Nos régions seraient trop petites par rapport à celles de nos voisins européens ? La population moyenne de nos 21 régions métropolitaines (la Corse exclue) est de 2,9 millions d’habitants ; celle des 20 régions italiennes de 2,9 millions aussi. Celle des 17 communautés  espagnoles de 2,5 millions.
Reste l’Allemagne : en moyenne, ses 15 länder ont 5 millions d’habitants, mais comme ils sont très inégaux, sait-on que 8 sur 15 sont plus petits que la moyenne française ? Et si l’on ne considère que les 6 länder de l’ancienne Allemagne de l’Est, découpés après la réunification, leur moyenne est de 2,5 millions seulement.  
On peut aller plus loin : aux Etats-Unis, 20 Etats sur 50 ont moins de 3 millions d’habitants sans qu’il soit question de regrouper quoi que ce soit !

La France aurait surabondance de niveaux administratifs ?
Le fameux "millefeuille français" répété en boucle depuis 25 ans sans que personne, apparemment, ne se soit avisé d’aller voir ailleurs !
La vérité : l’Allemagne, l’Italie, l’Espagne ont, comme nous, des conseils locaux élus sur trois niveaux : un landstag, un conseil régional ou de communauté, un conseil de district (kreis) ou provincial, et des conseils municipaux.

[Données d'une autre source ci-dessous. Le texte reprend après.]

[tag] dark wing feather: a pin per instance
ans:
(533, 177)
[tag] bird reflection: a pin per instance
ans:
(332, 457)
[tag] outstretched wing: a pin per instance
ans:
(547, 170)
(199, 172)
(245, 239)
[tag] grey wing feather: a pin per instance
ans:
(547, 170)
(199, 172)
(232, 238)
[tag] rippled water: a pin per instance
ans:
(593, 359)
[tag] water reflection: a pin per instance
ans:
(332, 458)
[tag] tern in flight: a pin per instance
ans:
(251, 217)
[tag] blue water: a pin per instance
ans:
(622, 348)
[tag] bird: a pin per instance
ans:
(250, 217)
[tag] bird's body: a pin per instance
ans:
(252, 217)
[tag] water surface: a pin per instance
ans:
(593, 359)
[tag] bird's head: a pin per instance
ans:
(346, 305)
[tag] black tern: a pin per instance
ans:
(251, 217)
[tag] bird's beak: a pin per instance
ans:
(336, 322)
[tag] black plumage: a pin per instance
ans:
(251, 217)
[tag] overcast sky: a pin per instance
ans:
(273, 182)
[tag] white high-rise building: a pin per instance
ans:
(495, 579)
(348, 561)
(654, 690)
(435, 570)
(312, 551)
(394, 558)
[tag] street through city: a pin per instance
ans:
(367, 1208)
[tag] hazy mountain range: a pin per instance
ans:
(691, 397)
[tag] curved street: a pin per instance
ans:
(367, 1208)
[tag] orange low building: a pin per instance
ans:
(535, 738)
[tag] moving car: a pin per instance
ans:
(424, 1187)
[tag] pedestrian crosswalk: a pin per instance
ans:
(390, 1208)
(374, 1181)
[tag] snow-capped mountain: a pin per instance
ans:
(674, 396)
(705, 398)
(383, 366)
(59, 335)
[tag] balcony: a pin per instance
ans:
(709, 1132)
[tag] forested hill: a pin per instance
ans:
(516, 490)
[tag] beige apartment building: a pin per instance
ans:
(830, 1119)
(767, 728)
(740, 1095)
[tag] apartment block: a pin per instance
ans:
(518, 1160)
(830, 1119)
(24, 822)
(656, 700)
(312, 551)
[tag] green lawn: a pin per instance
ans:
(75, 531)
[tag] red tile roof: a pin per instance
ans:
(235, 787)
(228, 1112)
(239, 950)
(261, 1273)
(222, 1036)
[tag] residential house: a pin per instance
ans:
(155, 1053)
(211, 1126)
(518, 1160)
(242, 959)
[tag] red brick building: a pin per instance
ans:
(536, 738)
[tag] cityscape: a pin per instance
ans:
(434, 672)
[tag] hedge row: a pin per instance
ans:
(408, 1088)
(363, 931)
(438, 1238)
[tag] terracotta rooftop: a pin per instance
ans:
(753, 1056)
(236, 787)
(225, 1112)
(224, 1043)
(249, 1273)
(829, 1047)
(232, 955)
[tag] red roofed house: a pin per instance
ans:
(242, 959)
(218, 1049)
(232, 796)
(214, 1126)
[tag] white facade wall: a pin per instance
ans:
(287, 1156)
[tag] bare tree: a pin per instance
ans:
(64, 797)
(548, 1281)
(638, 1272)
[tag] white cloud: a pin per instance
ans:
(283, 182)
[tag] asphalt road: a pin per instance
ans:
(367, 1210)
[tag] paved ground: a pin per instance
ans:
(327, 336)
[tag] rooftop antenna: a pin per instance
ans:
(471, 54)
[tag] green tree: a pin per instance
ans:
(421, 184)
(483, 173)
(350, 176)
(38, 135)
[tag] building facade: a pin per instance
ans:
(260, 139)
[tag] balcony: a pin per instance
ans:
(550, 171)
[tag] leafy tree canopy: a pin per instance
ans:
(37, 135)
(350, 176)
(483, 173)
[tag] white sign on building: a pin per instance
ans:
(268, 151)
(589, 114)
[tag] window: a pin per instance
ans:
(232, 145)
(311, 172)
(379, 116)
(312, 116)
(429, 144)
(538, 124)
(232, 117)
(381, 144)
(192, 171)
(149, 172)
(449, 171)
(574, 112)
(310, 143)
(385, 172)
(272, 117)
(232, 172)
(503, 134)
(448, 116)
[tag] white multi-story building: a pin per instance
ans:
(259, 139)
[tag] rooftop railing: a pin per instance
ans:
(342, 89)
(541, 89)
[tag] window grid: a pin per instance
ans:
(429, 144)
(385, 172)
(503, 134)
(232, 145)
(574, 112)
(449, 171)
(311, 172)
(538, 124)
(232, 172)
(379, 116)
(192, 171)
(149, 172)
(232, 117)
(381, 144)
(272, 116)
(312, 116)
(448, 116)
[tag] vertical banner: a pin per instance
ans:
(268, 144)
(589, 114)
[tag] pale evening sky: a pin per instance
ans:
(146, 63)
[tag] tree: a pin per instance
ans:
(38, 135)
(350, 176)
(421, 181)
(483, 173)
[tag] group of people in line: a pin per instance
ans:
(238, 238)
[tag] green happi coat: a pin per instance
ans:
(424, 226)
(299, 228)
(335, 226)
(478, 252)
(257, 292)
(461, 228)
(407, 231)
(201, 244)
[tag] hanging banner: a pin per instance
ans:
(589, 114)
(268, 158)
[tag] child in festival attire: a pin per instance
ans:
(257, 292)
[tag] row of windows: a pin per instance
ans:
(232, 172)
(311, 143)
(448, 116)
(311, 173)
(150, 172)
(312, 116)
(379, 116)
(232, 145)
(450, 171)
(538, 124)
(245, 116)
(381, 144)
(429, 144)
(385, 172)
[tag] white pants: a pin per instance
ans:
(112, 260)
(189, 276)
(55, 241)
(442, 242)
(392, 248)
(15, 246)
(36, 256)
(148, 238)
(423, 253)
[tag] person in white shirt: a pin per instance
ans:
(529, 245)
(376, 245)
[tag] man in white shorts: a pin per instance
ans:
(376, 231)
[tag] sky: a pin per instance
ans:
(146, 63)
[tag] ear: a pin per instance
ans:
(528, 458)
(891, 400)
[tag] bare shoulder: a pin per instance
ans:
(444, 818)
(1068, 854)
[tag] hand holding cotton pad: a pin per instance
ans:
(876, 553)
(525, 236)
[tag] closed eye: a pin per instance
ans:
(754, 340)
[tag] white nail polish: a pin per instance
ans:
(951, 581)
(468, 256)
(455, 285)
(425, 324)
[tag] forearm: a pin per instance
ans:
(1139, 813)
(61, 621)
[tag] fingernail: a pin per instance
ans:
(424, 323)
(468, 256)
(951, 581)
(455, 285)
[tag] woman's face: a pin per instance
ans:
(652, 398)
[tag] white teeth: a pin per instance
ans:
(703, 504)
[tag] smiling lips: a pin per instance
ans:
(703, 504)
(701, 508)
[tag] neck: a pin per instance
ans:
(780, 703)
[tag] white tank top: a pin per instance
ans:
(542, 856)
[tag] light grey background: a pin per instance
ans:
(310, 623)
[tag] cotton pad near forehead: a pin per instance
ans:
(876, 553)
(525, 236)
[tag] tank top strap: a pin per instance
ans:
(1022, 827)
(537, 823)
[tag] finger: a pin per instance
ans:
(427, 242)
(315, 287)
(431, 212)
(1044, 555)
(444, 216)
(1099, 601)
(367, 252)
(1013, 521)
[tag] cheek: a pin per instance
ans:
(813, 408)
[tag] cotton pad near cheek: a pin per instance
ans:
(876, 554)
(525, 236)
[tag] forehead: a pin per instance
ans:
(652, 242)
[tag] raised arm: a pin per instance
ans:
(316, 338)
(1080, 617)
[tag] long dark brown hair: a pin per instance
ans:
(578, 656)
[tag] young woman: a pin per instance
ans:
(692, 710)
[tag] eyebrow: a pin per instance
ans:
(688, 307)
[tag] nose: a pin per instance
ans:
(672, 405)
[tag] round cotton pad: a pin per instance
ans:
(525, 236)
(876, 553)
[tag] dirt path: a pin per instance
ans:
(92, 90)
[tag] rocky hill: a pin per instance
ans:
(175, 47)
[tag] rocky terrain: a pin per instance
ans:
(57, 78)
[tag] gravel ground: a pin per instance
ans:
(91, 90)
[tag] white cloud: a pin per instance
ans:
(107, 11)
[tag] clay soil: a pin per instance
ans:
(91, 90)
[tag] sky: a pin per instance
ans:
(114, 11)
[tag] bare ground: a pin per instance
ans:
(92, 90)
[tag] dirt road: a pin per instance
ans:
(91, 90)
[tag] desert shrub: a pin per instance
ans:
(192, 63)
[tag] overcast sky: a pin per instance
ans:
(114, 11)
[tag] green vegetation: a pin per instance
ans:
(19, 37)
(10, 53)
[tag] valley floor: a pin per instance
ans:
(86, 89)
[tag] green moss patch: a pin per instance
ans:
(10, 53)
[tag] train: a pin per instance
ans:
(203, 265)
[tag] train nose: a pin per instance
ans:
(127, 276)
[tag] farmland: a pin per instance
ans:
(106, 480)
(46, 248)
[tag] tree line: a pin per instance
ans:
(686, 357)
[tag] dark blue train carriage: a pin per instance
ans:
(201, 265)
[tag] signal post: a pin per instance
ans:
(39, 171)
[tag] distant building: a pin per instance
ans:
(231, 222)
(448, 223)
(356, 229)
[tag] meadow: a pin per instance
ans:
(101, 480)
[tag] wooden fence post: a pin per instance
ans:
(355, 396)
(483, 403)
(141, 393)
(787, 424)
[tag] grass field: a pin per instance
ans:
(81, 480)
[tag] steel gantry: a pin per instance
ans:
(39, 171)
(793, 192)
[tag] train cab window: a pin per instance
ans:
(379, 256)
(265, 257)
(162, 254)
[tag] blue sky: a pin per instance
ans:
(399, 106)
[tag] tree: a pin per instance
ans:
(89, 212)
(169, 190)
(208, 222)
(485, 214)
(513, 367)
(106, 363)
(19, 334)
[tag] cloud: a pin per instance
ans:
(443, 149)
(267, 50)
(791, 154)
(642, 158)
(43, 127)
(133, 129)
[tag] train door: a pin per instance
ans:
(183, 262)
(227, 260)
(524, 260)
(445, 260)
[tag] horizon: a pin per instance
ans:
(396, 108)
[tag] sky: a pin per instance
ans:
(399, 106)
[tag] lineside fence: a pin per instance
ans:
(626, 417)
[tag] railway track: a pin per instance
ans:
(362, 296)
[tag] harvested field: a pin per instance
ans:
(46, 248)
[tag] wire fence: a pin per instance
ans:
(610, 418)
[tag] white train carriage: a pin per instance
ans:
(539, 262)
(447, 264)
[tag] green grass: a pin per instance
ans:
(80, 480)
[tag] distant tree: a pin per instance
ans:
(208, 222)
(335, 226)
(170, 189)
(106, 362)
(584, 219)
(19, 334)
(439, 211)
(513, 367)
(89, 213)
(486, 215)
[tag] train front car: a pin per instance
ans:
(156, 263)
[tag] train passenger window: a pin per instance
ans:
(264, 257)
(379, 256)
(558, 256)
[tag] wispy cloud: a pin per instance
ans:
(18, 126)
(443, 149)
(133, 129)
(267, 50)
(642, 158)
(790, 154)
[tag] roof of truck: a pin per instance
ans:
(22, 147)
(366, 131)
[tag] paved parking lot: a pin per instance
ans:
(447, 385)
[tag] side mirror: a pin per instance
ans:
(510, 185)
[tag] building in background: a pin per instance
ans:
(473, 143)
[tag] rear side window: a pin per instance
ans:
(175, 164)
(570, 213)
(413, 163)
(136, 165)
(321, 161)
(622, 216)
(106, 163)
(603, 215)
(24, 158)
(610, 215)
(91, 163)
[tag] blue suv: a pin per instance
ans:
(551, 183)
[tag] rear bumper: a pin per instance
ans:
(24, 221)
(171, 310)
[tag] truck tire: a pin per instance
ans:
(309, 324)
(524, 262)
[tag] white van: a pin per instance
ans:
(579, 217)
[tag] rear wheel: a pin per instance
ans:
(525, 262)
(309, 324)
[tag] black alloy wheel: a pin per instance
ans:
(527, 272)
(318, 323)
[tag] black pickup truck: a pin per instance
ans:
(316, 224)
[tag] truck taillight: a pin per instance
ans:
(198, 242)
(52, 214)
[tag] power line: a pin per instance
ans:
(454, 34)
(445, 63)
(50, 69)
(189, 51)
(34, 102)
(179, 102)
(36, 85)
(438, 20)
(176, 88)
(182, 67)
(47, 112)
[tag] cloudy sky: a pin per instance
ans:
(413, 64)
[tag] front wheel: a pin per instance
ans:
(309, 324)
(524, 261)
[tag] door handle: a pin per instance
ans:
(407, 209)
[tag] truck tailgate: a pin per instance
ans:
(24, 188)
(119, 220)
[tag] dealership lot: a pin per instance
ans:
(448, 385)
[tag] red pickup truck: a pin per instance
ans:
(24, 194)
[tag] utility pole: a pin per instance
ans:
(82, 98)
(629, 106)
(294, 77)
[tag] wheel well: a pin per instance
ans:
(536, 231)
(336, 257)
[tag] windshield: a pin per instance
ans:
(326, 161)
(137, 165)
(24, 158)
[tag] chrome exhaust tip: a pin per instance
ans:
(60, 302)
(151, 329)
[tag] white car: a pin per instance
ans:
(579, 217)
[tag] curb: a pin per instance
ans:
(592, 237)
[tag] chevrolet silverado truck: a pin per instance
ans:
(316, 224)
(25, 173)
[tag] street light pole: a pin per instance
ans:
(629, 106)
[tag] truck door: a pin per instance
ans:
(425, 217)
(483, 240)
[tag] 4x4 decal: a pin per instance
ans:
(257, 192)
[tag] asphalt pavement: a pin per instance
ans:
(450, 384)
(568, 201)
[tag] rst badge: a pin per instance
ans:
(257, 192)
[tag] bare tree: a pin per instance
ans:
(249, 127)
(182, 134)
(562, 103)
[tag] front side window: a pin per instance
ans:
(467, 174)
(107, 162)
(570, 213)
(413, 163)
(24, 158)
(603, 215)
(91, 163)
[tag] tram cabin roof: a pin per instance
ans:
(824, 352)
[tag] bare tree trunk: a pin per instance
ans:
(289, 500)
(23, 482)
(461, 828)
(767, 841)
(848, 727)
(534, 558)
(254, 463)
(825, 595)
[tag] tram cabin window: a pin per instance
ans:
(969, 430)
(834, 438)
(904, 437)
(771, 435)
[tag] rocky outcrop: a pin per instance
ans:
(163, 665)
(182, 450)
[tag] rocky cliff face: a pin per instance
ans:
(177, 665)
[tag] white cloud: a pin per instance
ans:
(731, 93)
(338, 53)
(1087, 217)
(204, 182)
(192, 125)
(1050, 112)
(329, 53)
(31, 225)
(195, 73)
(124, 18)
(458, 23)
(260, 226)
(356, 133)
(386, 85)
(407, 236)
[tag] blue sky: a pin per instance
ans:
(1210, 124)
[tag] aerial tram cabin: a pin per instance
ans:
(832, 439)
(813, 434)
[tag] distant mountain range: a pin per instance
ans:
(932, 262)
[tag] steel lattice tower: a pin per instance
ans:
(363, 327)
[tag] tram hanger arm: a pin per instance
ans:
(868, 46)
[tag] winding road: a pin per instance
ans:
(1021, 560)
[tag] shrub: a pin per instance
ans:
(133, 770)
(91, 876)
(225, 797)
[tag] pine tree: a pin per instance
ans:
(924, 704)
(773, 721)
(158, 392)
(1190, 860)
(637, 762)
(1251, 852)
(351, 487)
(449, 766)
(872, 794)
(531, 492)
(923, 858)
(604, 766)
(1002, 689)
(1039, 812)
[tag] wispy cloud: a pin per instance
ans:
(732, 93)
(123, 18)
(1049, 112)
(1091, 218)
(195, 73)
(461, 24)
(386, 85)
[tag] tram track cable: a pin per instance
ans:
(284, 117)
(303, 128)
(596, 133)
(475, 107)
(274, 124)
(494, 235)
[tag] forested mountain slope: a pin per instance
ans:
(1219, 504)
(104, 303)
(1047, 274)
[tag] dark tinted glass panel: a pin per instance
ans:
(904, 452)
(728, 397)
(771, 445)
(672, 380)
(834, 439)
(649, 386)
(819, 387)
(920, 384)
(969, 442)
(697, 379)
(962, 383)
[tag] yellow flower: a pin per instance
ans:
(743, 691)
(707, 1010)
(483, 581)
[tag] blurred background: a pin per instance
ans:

Seule particularité française : nos conseils communautaires qui ont pris de l’importance très récemment aux dépens des conseils municipaux sans être arrivé (et heureusement !) à s’y substituer. Cette complication, la seule  résulte de la loi Joxe de 1992 qui visait… à simplifier ! 
Quant à  l’Angleterre, elle a 4 niveaux (régions, comtés, districts, paroisses) mais la région rajoutée par Tony Blair est embryonnaire et la paroisse résiduelle : seuls comptent les 148 bourgs (urbains) ou comtés (ruraux), sensiblement plus nombreux, on le voit, que nos départements.

Au départ : quelques idéologues fumeux
Cette affaire ridicule de réforme territoriale est en fait sortie d’un tout petit groupe d’idéologues socialistes en mal d’idées et germanolâtres, comme le sont beaucoup de nos compatriotes, surtout de gauche, qui, depuis vingt-cinq ans, font une campagne insensée pour regrouper les régions et supprimer le département.
Esprits superficiels, ils sont partis d'une illusion : le hasard a fait que les plus grosses entités de nos voisins, en Allemagne (Rhénanie Nord-Westphalie : 17, 8 millions d’habitants, Bade-Wurtemberg : 10,7 , Bavière 12,5), en Italie (Lombardie : 9,8 millions), en Espagne (Catalogne : 7, 5 millions) - à comparer d’ailleurs avec l’Ile-de-France :  11,8 millions) ne sont pas loin de nos frontières. Et on n’est pas allé voir plus loin…
Tous nos voisins ont en revanche veillé à respecter les solidarités historiques. Si la Bavière est un gros land, ce n’est pas parce qu’en Allemagne tout est kolossal, c‘est parce que la Bavière a une histoire, comme l’Alsace, comme le Limousin, comme la Picardie.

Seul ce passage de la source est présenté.